Il y a trente ans, vous invitiez Alexandre Soljenitsyne à visiter les lieux emblématiques de Vendée : le Puy du Fou, la Chabotterie, Les Lucs-sur-Boulogne, Saint-Gilles-Croix-de-Vie. Que représentait pour lui ce voyage ?
Philippe de Villiers : Ce périple vendéen, imaginé par Dominique Souchet, représentait pour lui l’un des moments importants tant de sa vie publique, comme prix Nobel de littérature et ancien prisonnier du Goulag, que de sa vie privée, évoquant son enfance et les lectures que lui faisait sa mère. En effet, lorsque je lui ai posé cette même question, il m’a répondu que c’était l’urgence de son cœur : « Je sais depuis mon enfance, où ma mère m’a raconté la révolte des paysans de Tambov qui ressemblait à la révolte des paysans vendéens, et pour avoir entendu Lénine réclamer des Vendée, c’est-à-dire des exemples de Terreur réussie, je sais que la Vendée est l’archétype de la résistance, la première révolte populaire contre le totalitarisme moderne. »
En quoi le discours qu’il a prononcé le 25 septembre 1993 aux Lucs-sur-Boulogne demeure un signe des temps ?
Alexandre Soljenitsyne a qualifié ce qui s’est passé en Vendée par ces mots : « C’est ici que la Roue Rouge qui devait broyer la Russie a fait ses premiers tours. » En d’autres termes, c’est ici qu’a été expérimentée la matrice du totalitarisme du XXe siècle. C’est en Vendée que la nouvelle idée de la Table rase qui a produit la peste rouge et la peste brune a été mise en œuvre pour la première fois. Soljenitsyne a osé expliquer dans son discours et sous-entendre que la Révolution française n’était pas un changement de régime, mais portait en elle un changement de religion : l’idéologie des droits de l’homme était rattachée à l’idée de fabriquer un « homme nouveau ». Dans l’esprit des révolutionnaires, il s’agissait de rompre avec « l’homme nouveau » de saint Paul, avec cette seule révolution qui tienne, cette révolution paulinienne qui a fondé l’universalisme chrétien : « Il n’y a plus ni Juif ni Grec, il n’y a plus ni esclave ni homme libre, il n’y a plus ni homme ni femme. » La Révolution française prétendait en finir avec cette révolution paulinienne et établir un monde sans Dieu. Les droits de l’homme et non plus les droits de Dieu.

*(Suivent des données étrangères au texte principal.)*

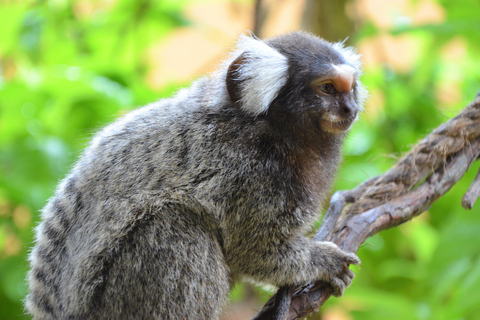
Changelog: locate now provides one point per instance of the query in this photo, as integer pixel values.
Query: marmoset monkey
(174, 202)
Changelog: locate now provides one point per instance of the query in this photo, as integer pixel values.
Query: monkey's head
(300, 78)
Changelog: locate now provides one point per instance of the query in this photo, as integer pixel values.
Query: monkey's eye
(327, 88)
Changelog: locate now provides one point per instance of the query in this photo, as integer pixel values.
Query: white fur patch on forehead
(263, 74)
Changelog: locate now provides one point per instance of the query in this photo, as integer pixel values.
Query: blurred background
(67, 68)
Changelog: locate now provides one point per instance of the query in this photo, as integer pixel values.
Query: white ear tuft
(260, 75)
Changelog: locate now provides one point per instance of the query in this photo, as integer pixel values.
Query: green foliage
(64, 74)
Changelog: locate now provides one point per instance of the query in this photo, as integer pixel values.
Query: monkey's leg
(168, 267)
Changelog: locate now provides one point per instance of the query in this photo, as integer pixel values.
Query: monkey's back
(118, 226)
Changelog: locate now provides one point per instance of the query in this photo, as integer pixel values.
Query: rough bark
(422, 176)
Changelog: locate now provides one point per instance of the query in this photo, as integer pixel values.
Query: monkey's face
(298, 82)
(335, 94)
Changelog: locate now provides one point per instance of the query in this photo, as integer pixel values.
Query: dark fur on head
(174, 202)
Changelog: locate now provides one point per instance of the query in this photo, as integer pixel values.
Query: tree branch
(422, 176)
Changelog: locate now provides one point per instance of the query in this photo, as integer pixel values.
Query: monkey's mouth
(336, 125)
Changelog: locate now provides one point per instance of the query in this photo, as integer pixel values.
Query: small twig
(472, 194)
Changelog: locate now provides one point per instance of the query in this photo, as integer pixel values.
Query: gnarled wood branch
(422, 176)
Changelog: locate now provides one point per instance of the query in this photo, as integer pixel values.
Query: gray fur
(174, 202)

N’oublions pas cette phrase de Robespierre : « Lorsque j’ai vu à quel point l’humanité était dégradée, je me suis résolu à inventer une humanité nouvelle. Ce que je veux, c’est un recommencement absolu de l’humanité. » Soljenitsyne a été le premier penseur à débusquer le processus révolutionnaire dans ses origines et comprendre que le combat des Vendéens était archétypal, et que la Vendée était une figure iconique de la résistance.